• HIDX StealthLink - Technical Notes
  • General
  • Windows PowerShell
    • Message Sizes on Windows
    • Message Size
    • Loops
  • Universal Shell
    • _read vs read
      • _read
      • read
    • write

Each Raw HID Report is 8 bytes. As a full report is transmitted from the USB Host to the cable, it will be relayed to the TCP destination. If a message is smaller than 8 bytes it may not immediately leave the buffer on the USB Host, depending on the Operating System of the USB Host.

When using Linux, you can simply cat file.txt > /dev/hidraw2, as padding is not required. Linux is actually able to transparently send single bytes half duplex in either direction through the Raw HID device, much as you would using a TCP socket. As a result of this, the simplest implementation of a reverse shell on Linux is almost identical to what you would do using netcat, or /dev/tcp.

Padding is primarily an issue on Windows, due to the implementation of the file interface to the Raw HID device. The problem is actually worse than just padding, as Windows also adds a leading byte to each 8 byte report, for an as yet undetermined reason. As a result, Windows programs using the file interface need to add a leading null byte to every 8 byte report, writing them all at the same time, as well as discarding the first byte of every 9 bytes read from the file.
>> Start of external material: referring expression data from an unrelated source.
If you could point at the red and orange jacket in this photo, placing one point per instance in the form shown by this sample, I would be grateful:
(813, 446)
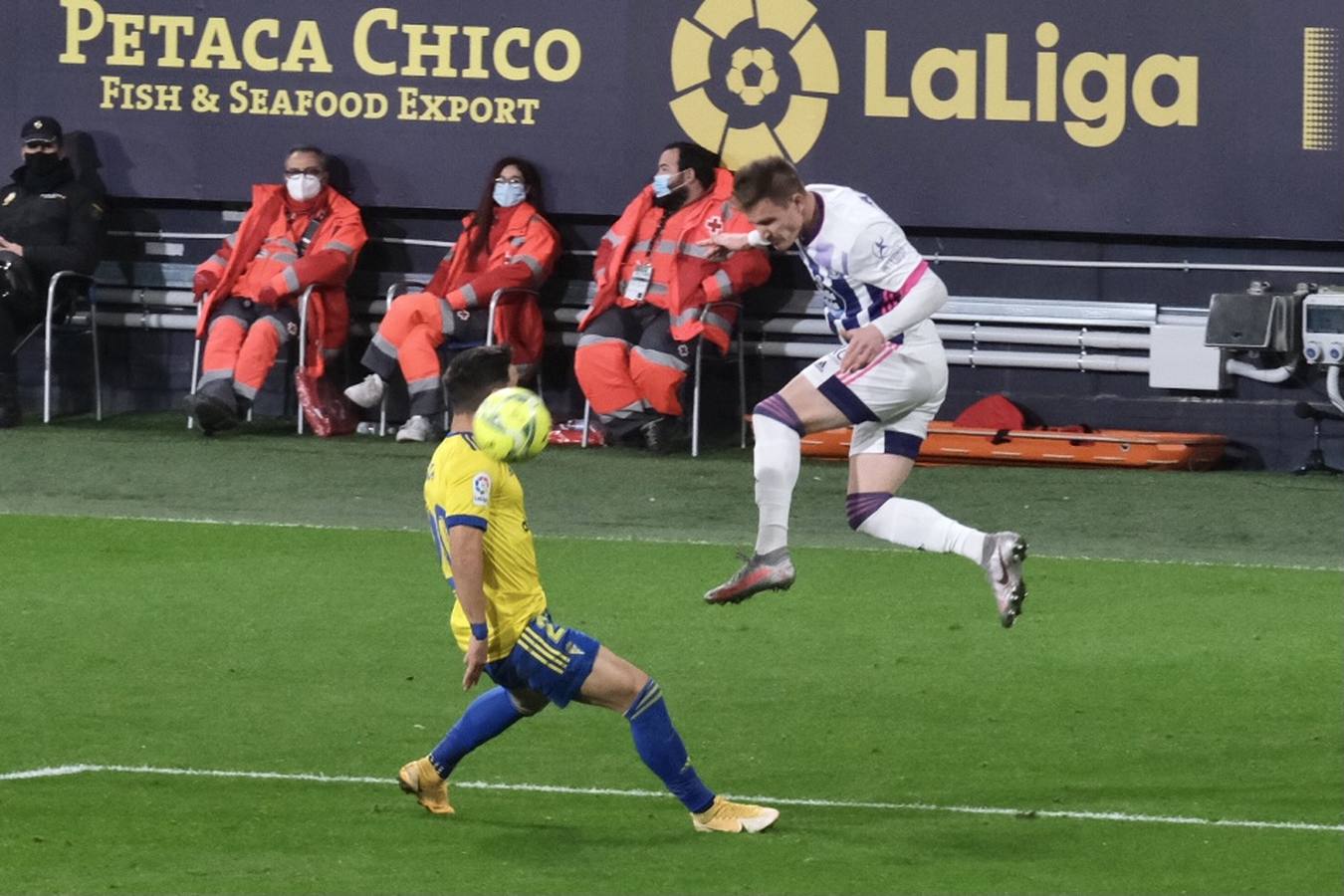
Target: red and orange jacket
(522, 258)
(264, 251)
(695, 280)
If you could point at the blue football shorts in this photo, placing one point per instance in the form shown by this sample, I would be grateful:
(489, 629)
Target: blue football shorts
(549, 658)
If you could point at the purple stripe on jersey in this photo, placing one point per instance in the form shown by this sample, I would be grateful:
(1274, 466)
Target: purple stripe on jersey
(847, 402)
(902, 445)
(860, 506)
(777, 408)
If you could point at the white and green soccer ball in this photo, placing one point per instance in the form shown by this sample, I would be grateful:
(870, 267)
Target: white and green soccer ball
(513, 425)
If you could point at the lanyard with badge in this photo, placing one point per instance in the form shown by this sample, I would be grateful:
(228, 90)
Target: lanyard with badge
(637, 288)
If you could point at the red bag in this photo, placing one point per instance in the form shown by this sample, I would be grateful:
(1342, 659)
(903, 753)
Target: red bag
(326, 408)
(571, 433)
(992, 412)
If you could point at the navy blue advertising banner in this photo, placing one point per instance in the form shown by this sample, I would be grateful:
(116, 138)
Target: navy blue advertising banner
(1202, 118)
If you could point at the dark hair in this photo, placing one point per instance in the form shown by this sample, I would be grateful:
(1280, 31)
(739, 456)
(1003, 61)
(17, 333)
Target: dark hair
(475, 373)
(484, 214)
(772, 177)
(322, 156)
(698, 158)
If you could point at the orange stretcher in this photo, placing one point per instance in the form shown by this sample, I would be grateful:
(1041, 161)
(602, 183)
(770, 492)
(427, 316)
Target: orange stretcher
(949, 443)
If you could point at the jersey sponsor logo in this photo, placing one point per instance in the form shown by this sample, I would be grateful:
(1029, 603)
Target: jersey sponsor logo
(481, 489)
(773, 96)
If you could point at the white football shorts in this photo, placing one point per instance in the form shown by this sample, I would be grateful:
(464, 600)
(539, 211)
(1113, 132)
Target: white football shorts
(898, 394)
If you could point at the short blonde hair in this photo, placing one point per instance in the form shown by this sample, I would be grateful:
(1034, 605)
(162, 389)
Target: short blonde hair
(772, 177)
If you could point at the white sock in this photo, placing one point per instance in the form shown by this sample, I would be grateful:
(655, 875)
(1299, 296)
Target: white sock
(779, 452)
(918, 526)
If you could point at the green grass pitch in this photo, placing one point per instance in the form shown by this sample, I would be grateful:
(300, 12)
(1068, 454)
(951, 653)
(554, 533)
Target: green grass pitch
(1179, 665)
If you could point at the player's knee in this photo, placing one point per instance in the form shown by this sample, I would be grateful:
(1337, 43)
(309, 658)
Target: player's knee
(779, 410)
(529, 703)
(860, 506)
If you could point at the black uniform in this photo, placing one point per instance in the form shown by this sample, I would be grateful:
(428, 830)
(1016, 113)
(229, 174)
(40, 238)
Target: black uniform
(60, 223)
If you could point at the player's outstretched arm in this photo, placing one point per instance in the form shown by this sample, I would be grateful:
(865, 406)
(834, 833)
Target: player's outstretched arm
(467, 547)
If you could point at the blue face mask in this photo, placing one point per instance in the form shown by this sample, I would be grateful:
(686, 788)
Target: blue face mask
(510, 195)
(663, 185)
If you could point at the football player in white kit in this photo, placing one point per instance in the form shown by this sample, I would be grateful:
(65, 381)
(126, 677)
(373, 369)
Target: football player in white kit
(887, 379)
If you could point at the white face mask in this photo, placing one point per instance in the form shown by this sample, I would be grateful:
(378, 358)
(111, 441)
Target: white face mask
(510, 195)
(303, 187)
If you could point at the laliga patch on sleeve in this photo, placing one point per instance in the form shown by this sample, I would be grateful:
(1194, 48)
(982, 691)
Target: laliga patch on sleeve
(481, 489)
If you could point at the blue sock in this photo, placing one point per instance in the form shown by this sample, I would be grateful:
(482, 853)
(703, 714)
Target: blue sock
(661, 750)
(488, 716)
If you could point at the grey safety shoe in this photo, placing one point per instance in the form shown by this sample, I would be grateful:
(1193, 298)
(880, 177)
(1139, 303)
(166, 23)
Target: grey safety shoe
(368, 391)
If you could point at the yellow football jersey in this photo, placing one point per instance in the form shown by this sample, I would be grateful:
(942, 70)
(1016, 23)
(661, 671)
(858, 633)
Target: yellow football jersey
(465, 487)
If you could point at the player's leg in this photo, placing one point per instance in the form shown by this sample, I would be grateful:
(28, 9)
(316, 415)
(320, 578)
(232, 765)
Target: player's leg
(490, 715)
(779, 425)
(909, 391)
(617, 684)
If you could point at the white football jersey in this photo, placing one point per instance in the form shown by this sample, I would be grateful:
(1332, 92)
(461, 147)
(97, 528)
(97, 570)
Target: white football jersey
(862, 262)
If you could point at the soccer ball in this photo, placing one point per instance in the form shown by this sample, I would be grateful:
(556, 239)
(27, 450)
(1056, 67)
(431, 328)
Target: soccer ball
(513, 425)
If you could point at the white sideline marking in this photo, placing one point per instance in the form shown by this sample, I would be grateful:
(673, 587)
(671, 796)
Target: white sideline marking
(57, 772)
(280, 524)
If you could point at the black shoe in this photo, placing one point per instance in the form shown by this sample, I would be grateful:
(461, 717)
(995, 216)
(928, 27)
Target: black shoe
(214, 414)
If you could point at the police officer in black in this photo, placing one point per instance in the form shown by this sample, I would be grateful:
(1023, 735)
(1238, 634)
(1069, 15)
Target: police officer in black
(49, 222)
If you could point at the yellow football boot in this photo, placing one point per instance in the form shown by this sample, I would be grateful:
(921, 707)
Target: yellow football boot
(430, 790)
(734, 818)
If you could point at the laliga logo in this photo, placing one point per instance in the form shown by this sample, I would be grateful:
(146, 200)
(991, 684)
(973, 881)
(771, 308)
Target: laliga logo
(729, 80)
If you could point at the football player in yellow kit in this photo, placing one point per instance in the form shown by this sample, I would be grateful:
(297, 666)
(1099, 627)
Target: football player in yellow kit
(500, 619)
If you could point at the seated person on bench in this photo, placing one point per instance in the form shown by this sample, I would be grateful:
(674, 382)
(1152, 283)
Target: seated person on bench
(653, 277)
(298, 234)
(506, 243)
(49, 222)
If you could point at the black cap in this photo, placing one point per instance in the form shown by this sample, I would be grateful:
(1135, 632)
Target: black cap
(42, 127)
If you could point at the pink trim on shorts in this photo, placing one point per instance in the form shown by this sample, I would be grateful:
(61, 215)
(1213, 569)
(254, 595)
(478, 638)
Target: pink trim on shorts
(886, 352)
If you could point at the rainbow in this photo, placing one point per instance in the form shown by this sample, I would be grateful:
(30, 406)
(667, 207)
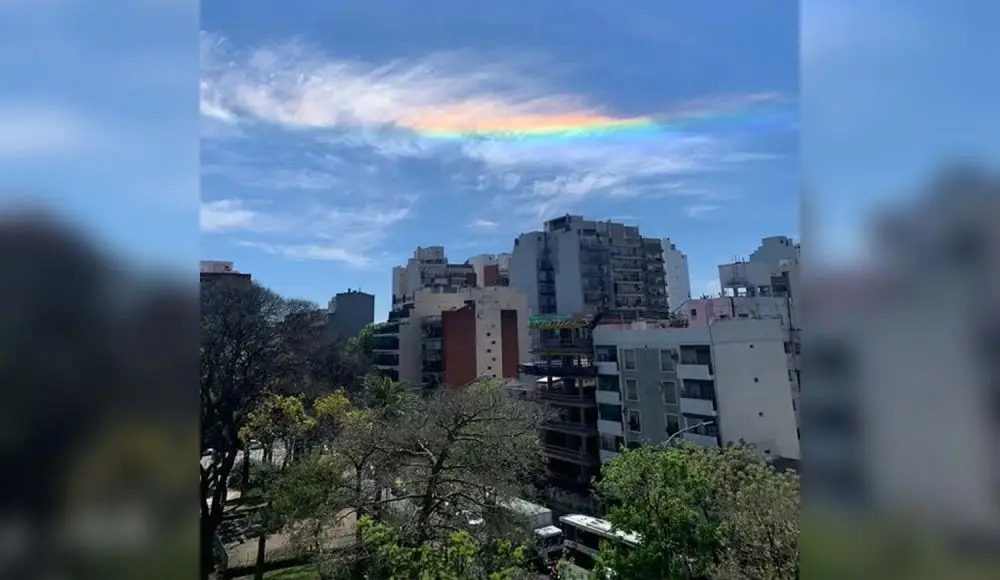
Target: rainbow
(441, 126)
In addition, Windows has a limitation on the number of reports which can be buffered from the device, if the reader is too slow. See [https://learn.microsoft.com/en-us/windows-hardware/drivers/ddi/hidclass/ni-hidclass-ioctl_set_num_device_input_buffers]. By default, Windows will buffer up to 32 unread reports. Any reports sent from the device beyond this limit will be discarded, corrupting your data. As a result, it is important to make sure that the Windows program is actually reading the data from the input buffer, to avoid overflowing it.
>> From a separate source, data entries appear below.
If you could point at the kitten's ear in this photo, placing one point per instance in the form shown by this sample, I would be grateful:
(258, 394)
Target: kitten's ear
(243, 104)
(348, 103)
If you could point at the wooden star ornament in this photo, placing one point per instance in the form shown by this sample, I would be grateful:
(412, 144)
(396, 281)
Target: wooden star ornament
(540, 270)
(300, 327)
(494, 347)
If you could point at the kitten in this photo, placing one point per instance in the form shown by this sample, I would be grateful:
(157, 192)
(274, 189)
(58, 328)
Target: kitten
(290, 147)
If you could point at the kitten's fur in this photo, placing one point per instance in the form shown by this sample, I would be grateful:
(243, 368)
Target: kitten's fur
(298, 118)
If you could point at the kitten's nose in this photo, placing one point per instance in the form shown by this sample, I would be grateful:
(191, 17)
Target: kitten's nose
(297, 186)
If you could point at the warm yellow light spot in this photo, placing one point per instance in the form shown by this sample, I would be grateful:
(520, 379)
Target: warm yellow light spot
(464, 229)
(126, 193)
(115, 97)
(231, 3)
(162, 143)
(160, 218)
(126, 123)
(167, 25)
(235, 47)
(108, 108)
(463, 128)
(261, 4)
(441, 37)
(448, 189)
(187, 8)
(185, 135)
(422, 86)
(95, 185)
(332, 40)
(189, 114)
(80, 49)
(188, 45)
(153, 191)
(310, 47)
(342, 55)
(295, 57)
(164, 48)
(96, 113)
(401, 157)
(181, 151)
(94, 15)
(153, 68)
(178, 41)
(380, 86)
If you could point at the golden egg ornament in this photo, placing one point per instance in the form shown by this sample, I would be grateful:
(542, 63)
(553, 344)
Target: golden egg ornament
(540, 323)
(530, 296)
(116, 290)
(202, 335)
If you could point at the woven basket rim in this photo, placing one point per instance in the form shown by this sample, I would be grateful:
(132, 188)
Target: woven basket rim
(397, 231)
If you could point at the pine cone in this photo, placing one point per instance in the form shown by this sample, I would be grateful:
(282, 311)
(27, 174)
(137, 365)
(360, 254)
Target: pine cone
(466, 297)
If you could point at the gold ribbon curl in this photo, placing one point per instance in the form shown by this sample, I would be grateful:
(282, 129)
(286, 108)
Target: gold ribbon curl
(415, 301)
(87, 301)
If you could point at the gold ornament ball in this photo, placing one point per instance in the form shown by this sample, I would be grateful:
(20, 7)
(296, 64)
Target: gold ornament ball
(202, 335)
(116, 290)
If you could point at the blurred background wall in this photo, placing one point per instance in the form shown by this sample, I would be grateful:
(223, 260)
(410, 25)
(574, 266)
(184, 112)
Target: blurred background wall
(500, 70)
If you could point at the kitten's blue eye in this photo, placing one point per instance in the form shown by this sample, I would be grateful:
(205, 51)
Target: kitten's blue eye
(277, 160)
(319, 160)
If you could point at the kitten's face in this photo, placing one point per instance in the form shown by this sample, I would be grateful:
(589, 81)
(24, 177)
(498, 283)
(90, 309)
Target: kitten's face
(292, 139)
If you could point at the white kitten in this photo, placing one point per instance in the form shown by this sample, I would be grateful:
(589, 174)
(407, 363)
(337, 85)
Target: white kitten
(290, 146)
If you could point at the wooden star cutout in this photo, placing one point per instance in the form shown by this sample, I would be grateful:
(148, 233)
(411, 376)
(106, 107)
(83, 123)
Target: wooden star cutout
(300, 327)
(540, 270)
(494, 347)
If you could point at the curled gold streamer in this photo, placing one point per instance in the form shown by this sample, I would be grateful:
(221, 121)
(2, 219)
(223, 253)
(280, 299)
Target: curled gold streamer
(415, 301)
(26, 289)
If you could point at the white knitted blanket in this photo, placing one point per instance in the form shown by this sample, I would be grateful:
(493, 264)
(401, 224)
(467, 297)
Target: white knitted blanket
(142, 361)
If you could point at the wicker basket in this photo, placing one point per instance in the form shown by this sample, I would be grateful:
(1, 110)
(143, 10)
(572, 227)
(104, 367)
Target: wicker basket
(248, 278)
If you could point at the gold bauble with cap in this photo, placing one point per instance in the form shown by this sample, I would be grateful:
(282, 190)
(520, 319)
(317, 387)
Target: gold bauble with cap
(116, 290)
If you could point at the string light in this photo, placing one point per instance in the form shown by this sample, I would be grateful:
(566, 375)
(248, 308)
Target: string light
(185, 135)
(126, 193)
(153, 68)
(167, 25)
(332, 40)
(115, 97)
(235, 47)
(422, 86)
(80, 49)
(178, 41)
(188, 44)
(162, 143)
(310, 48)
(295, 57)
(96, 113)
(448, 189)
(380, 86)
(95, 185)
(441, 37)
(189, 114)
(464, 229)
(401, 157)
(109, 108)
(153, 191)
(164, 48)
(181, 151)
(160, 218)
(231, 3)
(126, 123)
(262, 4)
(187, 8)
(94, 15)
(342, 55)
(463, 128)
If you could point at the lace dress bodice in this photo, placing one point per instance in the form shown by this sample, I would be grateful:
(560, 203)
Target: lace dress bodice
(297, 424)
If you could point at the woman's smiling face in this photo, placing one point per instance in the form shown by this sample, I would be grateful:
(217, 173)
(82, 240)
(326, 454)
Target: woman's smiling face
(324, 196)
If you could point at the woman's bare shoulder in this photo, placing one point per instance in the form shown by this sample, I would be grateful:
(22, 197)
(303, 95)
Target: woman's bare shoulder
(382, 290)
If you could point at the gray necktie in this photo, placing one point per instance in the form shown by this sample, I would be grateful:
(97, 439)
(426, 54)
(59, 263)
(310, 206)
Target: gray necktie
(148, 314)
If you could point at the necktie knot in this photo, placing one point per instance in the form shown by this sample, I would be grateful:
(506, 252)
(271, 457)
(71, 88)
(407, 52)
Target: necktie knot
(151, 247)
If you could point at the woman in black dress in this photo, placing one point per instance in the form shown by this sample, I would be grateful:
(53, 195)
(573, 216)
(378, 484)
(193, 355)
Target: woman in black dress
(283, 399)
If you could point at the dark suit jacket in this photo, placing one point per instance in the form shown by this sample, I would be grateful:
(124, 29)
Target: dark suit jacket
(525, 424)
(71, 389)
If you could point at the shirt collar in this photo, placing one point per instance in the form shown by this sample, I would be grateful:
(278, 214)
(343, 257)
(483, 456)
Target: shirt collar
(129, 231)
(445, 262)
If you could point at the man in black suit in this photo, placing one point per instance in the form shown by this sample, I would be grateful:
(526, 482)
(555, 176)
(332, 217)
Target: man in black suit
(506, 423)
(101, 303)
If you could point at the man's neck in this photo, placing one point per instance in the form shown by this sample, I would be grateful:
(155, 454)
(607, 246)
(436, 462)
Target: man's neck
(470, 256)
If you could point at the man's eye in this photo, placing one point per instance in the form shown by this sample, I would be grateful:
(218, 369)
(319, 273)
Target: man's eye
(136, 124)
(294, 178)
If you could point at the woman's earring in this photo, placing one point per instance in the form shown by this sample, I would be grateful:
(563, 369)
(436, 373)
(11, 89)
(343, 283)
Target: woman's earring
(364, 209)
One way to do this is to simply write really slowly from the cable to Windows clients. Another way is to add an acknowledgment layer on top of the report, with a "report counter" that needs to be acked back to the other end of the TCP connection.

Because we want to ensure messages come across properly there is a loop on incoming messages that ensures only ascii characters can come across. Many terminals insert or allow the insertion of unicode or other non-printables which can cause issues when interpreting as a command. This loop does slow down processing and can be removed if you ensure messages are clean on the client side. In these reference implementations both sides attempt to clean messages.

In order to make it easier to understand different ways of processing USB data there are two functions used that split the logic.

Directly calls the pyusb read() function to read data out. Data from USB HID reports is dependent on the USB device and speed. By default the _read function has the following configurable options

• buffer_limit - The maximum amount of data to read in one loop (this must be a multiple of report_size) (e.g. if report size is 8, it must be 16, 32, .. 64). By default this is 8 (meaning one report will be processed at a time, if this is higher the loop will attempt to read multiple times before giving up)
• report_size - variable determines the size of the report to read. For O.MG Devices its 8 bytes. -
• timeout -` determines how long to wait for data. The higher the timeout the more likely you will get data intact, if it is shorter the timeout will expire and data may not be read in time. While the O.MG Devices do not send data until it is read, if the host (e.g. Windows) OS reads the data it could be lost. Setting this to at least 100ms (100) usually is good enough to ensure most data is read. By default this is 100 or 100ms.

In addition, _read() validates the data coming in. This tool is designed primarily for demonistrating shell capabilities as such it strips non-printable ASCII characters:

for _r in rawdata:
    if 32 <= _r <= 126 or _r in [10]:
        procdata+=chr(_r).encode()

This is at the expense of time and additional data. For example this will not send archive data well beacuse the data is primarily non printable bytes! Keep this in mind when working on your own implementations.

Finally the _read() function provides additional logic for validating connectivity. This can be moved out but keeping it in the read allows us to more closely check for recoverable errors. For example a USBTimeoutError is recoverable, however a USBError generally isn't and after several tries causes the _read() function to give up. These are implementation specific and this is all built around pyusb and libusb

This function splits out the logic with data processing and allows it to be more compact. Most of the read() functions logic is focused around whether data has come in successfully and how much we want to retry to get that data.

Higher retries means we can recover from more read errors. Sometimes libusb is unable to access a USB endpoint for a period of time (usually no more then a few seconds) which is higher then expected. The flexibility of the read() function allows us to increase retries without changing lots of code.

Because writing is simpler then reading and validating data it does not need to be as complex. All data that comes into the write function is read in as a string of bytes. This is then split to the buffer_limit size which matches the desired USB HID report size. These are then stored in a Python list object to allow us to easily collect new messages while sending out data in an ordered fashion.